Trabalho e Liberdade

Ao estabelecer a crítica ao trabalho a partir do cotidiano Lefebvre aponta que “os


objetos não são simples implementos; ao produzi-los, homens estão trabalhando
para criar o mundo; pensam que estão moldando um objeto, ou uma série de
objetos - mas é a si mesmo que estão criando”. O processo de construção das
imagens dos bordados da cooperativa Central Veredas atravessa gerações,
envolvendo alunos das escolas públicas que, em contato com a comunidade,
elaboram imagens que são reinterpretadas pelas bordadeiras. No exercício coletivo
de construção de imagens e fazeres têxteis essas artesãs se produzem enquanto
coletividade capaz de acolher suas singularidades: a cultura, a identidade regional e
a história não estão dadas, mas são construídas a partir de uma prática consciente,
em seu ato, e inconsciente, pois estabelecida na ordem do sensível. Em um sentido
foucaultiano a estética de si amplia as “possibilidades do indivíduo para efetuar
mudanças em si mesmo, bem como em sua situação histórica”.

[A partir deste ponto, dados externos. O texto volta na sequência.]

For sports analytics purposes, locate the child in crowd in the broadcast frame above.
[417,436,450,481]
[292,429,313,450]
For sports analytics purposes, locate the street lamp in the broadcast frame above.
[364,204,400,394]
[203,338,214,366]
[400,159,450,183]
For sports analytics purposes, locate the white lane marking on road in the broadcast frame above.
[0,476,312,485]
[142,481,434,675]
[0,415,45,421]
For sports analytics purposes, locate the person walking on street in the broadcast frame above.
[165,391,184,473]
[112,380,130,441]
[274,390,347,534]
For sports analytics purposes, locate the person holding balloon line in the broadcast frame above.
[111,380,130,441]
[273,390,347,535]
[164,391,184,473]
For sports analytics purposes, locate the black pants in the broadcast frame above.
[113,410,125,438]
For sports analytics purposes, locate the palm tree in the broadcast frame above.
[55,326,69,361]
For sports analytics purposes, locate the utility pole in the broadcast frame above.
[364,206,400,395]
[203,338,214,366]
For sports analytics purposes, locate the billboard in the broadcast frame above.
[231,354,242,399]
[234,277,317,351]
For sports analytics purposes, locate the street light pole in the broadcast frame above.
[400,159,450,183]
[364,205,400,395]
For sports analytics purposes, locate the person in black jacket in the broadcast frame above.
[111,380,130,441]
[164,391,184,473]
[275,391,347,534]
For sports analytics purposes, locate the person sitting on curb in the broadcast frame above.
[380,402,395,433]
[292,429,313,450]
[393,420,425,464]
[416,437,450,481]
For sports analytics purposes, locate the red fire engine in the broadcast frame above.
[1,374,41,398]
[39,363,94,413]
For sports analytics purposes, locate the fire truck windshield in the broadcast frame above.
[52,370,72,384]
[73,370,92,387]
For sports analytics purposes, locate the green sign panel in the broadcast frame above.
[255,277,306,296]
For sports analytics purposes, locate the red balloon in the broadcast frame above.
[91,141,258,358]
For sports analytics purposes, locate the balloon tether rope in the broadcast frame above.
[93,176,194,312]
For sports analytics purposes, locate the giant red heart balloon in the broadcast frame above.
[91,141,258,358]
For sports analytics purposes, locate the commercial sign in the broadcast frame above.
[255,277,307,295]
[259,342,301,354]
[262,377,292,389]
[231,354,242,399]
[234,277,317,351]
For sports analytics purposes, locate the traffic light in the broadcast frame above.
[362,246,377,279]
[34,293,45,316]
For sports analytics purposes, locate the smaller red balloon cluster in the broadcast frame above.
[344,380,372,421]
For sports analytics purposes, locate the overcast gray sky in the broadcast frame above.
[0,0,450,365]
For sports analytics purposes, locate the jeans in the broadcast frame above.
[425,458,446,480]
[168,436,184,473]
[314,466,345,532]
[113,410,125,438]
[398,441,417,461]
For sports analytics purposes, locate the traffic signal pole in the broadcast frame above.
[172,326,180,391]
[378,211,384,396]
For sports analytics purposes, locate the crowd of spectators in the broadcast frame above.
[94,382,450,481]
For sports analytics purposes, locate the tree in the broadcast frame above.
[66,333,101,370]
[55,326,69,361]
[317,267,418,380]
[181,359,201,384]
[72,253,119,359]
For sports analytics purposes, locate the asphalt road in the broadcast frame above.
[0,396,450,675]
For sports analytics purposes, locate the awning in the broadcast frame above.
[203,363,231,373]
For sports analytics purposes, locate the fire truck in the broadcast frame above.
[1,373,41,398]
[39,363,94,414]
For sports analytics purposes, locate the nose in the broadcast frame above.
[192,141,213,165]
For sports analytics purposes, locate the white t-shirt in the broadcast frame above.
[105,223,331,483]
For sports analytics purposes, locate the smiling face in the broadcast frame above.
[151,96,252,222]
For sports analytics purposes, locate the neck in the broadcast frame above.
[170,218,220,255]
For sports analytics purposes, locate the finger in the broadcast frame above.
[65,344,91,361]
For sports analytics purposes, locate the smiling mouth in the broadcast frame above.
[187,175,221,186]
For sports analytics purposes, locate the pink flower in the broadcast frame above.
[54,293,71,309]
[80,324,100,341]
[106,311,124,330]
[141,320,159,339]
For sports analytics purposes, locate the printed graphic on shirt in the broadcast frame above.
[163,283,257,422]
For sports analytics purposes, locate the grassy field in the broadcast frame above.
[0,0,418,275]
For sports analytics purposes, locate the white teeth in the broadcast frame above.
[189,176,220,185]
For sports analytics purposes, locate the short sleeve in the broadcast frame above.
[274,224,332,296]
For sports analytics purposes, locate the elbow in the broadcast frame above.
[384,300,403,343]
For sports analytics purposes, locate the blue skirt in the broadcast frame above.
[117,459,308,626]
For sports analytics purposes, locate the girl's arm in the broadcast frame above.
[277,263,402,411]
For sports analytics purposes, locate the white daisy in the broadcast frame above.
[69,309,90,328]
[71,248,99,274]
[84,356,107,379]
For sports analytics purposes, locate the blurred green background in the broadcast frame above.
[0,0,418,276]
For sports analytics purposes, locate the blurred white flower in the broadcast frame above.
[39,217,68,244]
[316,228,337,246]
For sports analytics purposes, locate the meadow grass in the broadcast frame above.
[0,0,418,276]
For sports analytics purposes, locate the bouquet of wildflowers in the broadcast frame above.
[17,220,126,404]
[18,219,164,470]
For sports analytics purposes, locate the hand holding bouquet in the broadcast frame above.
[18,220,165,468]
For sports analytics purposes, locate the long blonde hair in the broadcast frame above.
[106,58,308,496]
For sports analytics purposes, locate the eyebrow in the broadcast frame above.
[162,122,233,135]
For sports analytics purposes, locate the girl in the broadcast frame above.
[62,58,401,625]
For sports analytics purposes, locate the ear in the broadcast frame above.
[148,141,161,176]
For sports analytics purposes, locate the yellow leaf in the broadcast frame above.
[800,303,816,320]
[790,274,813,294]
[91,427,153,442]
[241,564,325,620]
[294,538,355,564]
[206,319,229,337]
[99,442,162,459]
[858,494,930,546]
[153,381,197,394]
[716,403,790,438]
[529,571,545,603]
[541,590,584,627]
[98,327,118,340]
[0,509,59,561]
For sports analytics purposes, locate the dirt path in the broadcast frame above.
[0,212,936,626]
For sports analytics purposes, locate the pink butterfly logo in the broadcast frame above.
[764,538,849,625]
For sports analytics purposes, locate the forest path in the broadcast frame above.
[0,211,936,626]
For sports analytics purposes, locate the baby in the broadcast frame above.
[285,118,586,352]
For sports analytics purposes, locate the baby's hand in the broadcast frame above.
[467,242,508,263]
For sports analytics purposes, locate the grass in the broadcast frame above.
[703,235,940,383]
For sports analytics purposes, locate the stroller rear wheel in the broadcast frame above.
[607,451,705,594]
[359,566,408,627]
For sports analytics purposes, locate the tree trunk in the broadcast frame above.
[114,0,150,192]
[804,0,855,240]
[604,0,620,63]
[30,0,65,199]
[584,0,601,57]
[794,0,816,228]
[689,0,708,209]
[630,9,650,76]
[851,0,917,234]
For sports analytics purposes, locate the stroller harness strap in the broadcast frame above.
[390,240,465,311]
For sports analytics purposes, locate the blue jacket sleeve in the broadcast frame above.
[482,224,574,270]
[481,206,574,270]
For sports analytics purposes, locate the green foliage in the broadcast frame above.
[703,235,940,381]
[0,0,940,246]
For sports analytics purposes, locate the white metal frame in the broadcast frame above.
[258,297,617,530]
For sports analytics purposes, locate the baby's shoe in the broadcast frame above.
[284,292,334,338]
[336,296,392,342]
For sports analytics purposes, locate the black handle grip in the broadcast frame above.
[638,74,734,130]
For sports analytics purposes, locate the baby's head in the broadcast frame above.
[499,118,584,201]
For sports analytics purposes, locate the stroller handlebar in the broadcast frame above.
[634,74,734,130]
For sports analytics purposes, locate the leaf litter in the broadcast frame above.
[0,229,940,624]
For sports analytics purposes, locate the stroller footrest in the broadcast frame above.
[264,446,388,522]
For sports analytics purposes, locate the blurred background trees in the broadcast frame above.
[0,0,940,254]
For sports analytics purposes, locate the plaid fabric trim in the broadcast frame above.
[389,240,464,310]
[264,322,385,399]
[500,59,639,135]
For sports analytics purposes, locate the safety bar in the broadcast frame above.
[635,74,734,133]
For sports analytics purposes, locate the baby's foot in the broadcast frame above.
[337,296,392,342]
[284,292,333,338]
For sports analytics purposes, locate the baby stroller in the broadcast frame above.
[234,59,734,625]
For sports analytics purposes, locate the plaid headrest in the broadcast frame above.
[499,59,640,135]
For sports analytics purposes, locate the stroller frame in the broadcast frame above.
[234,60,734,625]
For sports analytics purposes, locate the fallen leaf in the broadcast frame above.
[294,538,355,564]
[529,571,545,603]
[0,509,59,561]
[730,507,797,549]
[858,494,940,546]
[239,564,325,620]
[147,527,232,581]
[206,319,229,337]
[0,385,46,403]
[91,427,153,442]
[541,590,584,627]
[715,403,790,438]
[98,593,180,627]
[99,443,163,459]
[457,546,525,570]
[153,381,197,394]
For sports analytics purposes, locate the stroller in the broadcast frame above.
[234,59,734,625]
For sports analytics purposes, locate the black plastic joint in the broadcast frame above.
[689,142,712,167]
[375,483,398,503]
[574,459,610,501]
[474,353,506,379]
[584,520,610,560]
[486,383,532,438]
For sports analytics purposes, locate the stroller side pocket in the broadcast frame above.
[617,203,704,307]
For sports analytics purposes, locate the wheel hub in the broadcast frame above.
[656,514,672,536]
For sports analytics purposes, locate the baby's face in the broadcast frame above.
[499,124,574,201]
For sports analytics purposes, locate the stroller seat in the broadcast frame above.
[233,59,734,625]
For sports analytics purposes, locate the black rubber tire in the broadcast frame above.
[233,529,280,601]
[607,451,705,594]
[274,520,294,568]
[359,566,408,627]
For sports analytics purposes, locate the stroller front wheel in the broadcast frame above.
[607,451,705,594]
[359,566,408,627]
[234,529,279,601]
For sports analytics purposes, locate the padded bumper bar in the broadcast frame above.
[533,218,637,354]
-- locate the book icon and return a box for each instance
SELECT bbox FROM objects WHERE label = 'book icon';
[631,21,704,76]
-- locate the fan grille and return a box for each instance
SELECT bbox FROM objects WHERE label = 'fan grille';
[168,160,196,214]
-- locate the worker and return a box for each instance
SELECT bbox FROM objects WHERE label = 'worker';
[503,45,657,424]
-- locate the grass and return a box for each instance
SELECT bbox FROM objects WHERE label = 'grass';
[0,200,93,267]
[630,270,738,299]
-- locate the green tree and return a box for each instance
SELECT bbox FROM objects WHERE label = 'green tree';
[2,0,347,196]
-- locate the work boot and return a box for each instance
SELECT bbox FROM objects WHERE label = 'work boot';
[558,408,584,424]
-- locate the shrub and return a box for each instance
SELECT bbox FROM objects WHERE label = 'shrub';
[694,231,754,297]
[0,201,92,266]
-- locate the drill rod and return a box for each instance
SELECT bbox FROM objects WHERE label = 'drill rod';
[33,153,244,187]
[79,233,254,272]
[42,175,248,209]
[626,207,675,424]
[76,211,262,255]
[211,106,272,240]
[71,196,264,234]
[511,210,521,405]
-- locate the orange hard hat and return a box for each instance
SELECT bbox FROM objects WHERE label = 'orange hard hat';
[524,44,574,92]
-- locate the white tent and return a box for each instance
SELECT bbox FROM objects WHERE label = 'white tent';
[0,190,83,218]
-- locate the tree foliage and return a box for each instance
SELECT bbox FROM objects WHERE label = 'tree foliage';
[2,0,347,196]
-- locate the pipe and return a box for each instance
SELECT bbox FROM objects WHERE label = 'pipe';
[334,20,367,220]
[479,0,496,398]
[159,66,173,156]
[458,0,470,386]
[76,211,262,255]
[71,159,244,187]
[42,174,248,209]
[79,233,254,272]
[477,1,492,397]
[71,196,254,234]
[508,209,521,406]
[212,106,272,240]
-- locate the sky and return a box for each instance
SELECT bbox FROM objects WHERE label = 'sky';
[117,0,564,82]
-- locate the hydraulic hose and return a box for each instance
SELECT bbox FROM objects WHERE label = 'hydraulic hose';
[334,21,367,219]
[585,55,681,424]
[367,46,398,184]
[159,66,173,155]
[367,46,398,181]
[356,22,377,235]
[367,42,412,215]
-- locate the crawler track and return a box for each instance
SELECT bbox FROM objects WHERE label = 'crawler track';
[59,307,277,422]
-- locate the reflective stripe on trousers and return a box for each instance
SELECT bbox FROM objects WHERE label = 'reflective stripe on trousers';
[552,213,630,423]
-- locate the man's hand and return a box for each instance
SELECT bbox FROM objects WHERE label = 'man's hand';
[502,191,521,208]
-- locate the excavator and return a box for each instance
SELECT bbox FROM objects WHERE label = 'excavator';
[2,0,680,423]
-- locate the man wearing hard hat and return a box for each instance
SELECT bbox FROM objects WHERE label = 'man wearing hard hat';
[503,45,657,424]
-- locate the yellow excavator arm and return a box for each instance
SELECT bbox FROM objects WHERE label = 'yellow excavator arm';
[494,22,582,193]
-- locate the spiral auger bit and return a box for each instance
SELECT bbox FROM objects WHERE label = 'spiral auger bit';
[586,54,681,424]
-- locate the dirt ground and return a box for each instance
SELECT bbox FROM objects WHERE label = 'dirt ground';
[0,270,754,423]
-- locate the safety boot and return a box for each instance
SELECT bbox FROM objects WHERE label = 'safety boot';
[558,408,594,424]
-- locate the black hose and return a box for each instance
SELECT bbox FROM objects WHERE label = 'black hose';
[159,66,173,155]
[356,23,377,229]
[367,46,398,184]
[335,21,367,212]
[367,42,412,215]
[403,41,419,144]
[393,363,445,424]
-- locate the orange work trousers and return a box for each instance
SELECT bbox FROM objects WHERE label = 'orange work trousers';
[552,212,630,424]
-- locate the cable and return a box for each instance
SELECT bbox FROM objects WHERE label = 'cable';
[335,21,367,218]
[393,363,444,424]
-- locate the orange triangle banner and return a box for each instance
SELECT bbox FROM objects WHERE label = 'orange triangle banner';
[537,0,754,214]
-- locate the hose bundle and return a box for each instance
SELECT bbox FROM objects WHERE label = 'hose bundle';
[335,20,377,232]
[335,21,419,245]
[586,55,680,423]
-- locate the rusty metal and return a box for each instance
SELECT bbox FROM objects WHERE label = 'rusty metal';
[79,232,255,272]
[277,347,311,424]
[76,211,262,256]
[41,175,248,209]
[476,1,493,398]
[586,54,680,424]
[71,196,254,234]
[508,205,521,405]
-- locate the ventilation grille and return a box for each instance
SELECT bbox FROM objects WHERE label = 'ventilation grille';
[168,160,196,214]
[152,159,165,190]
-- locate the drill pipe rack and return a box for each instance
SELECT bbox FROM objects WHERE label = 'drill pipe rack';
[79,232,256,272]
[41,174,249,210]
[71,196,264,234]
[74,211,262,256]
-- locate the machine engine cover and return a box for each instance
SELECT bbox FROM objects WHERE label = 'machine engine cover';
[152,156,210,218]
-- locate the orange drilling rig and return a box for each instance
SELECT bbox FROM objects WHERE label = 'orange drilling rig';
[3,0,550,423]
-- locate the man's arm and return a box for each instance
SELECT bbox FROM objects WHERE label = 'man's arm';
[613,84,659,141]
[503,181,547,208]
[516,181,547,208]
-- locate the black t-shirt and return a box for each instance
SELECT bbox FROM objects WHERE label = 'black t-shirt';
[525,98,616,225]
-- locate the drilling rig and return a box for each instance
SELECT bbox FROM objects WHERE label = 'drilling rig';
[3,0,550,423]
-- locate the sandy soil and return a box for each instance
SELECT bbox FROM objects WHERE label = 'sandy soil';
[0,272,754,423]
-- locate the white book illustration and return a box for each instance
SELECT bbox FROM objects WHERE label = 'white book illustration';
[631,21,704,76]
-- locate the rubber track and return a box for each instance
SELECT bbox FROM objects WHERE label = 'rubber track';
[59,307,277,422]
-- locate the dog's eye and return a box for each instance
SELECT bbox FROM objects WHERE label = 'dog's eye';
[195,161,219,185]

Na cooperativa a representação imaginária nos objetos têxteis se entrelaça com a


própria construção das representações institucionais. No que diz respeito a
organização do trabalho, o território é composto por cooperativas estabelecidas em
8 municípios, que se organizam coletivamente em torno da Central Veredas que, por
sua vez, foi desenvolvida com apoio da Artesol, rede nacional de artesanato criada
pela antropóloga Ruth Cardoso em 1998. Ressalta-se a importância de
compreender as institucionalidades envolvidas não como categorias fixas, mas
como arranjos sempre em movimento. É pelas histŕorias particulares e coletivas das
próprias artesãs e pesquisadoras envolvidas que se produz o trabalho manual, as
redes de organização e instâncias de representação. Na análise dessa rede de
representações no contexto da Central Veredas, suas agentes incorporam figuras
híbridas, como comum em cooperativas de trabalho: tecelã-gestora,
fiadeira-coordenadora, costureira-comunicadora. Reunindo nos mesmos corpos
(individuais e coletivos) gestos artesanais, cotidianos e políticos. Num mesmo
trabalho se tecem fios e se desenvolvem redes entre mulheres, natureza, território,
sociedade e política. A crítica ao trabalho pela práxis testa as possibilidades para
além do que se dá como naturalizado, se constrói coletivamente a representação e
a realidade, sempre em movimento. Essa própria práxis instituinte se aproxima da
crítica à liberdade proposta por Lefebvre, da ampliação das possibilidades pela
ação. Nessas linhas coletivas das tramas têxteis e institucionais esses grupos
exercem poder ao reivindicar suas próprias narrativas, imaginários e formas de vida.
Rompendo com a mistificação folcloricista ao reivindicar identidades plurais,
estabelecendo outras relações entre produção e consumo em um pensamento
crítico sobre necessidades, trabalhando em prol da prosperidade coletiva e das
boas condições de produção que se aliam ao ritmo da comunidade, da terra e da
roda. Com essas primeiras aproximações acredito que o desejo de mudança
individual que se coletiviza nas cooperativas de trabalho alimentam outras
transormações em outras esferas da vida, pois essas delimitações entre sujeito e
coletivo, privado e público, se reconfiguram nessa práxis, instituindo outras
maneiras de se organizar em coletivo, comunidade e vizinhança elaboradas em
corpos que experimentam outras formas de vida.